Al año siguiente, se esperaba el cierre de 1.318 establecimientos dedicados a la producción y venta de esa bebida fermentada, según predicciones hechas por este diario. Pero lo cierto es que esa fue la estocada mortal para la chicha. O eso parecía…
La chicha y la dicha
Los jóvenes se dan cita en el centro de Bogotá para tomar chicha, ya más higienizada y de diferentes sabores Foto:Mauricio León / EL TIEMPO
Pero la chicha nunca se terminó del todo. Simplemente perdió la batalla de imagen y de mercado con la cerveza, el aguardiente y otras bebidas. Pero en el silencio de sus casas, las mujeres seguían preparándola de forma artesanal. La tradición, oculta más por el paso de los años y el a nuevas bebidas que por temor a represalias, continuaba. Y el eje de la resistencia ‘pro chicha’ era el barrio La Perseverancia, uno de los más tradicionales del centro de Bogotá.

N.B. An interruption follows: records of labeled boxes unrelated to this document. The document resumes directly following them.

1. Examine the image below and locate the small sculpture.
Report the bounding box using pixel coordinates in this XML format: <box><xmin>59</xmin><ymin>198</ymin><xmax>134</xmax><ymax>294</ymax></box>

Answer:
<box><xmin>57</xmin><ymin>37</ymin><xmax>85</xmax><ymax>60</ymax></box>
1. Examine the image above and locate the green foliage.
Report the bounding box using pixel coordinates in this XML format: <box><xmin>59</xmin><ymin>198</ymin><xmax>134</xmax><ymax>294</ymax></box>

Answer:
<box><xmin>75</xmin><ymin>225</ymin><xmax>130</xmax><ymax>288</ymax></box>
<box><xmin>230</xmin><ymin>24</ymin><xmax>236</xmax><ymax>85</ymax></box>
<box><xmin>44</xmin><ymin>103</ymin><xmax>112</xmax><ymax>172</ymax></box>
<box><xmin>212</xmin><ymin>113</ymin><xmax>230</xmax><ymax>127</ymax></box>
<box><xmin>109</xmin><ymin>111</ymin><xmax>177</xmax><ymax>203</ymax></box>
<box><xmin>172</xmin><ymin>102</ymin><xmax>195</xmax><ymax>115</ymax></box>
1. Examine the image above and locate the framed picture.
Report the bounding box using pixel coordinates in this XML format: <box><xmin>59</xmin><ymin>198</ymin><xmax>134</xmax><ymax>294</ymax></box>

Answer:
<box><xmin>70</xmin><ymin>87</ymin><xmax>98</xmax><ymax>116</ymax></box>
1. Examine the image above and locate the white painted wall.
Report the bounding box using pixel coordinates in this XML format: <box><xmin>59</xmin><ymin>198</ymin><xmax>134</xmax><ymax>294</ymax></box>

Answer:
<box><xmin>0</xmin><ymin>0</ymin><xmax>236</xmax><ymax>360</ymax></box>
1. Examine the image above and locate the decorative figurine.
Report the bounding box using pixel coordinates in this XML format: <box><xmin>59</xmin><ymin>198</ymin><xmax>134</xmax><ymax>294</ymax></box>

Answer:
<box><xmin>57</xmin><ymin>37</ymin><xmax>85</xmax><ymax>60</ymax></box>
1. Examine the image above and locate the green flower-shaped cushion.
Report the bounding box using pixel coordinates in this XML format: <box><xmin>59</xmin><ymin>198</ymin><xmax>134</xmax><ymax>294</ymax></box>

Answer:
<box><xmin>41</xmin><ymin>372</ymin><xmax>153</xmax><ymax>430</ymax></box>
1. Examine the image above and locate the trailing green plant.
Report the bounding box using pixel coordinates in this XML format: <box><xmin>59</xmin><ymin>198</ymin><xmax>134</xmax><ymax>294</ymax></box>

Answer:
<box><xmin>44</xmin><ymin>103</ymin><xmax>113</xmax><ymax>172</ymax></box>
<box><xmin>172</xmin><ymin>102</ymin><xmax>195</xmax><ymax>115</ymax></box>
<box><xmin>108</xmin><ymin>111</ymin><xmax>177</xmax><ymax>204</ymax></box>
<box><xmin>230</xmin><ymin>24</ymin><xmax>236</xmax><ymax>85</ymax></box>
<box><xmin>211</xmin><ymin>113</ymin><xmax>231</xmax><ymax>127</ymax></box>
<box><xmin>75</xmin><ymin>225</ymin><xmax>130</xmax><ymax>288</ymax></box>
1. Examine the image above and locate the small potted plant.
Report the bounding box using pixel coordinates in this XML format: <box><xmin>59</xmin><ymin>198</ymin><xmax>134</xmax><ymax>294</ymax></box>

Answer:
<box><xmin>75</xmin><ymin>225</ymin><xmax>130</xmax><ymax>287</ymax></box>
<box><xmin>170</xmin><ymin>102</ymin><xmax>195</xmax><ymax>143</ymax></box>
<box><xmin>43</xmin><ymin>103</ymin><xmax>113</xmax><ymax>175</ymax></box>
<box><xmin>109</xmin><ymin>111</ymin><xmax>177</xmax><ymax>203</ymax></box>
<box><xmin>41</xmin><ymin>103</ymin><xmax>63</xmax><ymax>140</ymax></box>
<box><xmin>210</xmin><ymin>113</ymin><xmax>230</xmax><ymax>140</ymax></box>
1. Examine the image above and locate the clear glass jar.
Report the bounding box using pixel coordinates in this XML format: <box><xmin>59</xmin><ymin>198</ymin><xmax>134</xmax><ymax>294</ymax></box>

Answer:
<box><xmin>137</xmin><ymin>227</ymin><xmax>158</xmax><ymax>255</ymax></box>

Allí se seguía preparando y vendiendo la bebida y las familias, con su venta, se hacían a un ingreso extra. Tanto así, que en 1987 se institucionalizó cada segundo domingo de octubre el ‘Festival de la chicha, la vida y la dicha’, que incluía no solo degustación de la bebida, sino de platos tradicionales con el cuchuco, el cocido y los huesos de marrano. Y en 2004, esa reunión de amigos de barrio se convirtió, por obra y gracia del Acuerdo 121 del 24 de junio, en un “evento de interés cultural de Bogotá D.C."
¡Lo había logrado una vez más! La chicha había resucitado y había salido de la clandestinidad. Hoy, con vigilancia estricta de la Secretaría de Salud, es una de las curiosidades gastronómicas que más atraen turistas en el centro de Bogotá, más exactamente en ‘El callejón del embudo’, pequeña y pintoresca calle donde abundan los turistas y en la que, según una crónica de EL TIEMPO del 13 de octubre del 2018, se venden “613.449 litros entre viernes, sábado y domingo, lo que equivaldría a 1.858 botellas de cerveza, es decir, 61 canastas”.
“La oferta es amplia, y, aunque aún se conserva la chicha natural, ahora se puede encontrar con sabores, colores y hasta olores diferentes. El cliente es el que manda, y si prefiere podrá elegir una botella con sabor a fresa, de color rojo y con olor a frutos rojos, o si se va por la tradicional. Limón, maracuyá, mango, todos están a la orden, y las botellas de colores son el principal atractivo de las vitrinas”, relata el texto.
Así, tras dos siglos de soportar improperios y ser culpada de todos los males patrios, la chicha se da el lujo hoy, no simplemente de sobrevivir, sino de gozar de excelente salud, ser punto de encuentro de nacionales y turistas y hasta tener su propio museo. ¡Que se sigan alzando las totumas!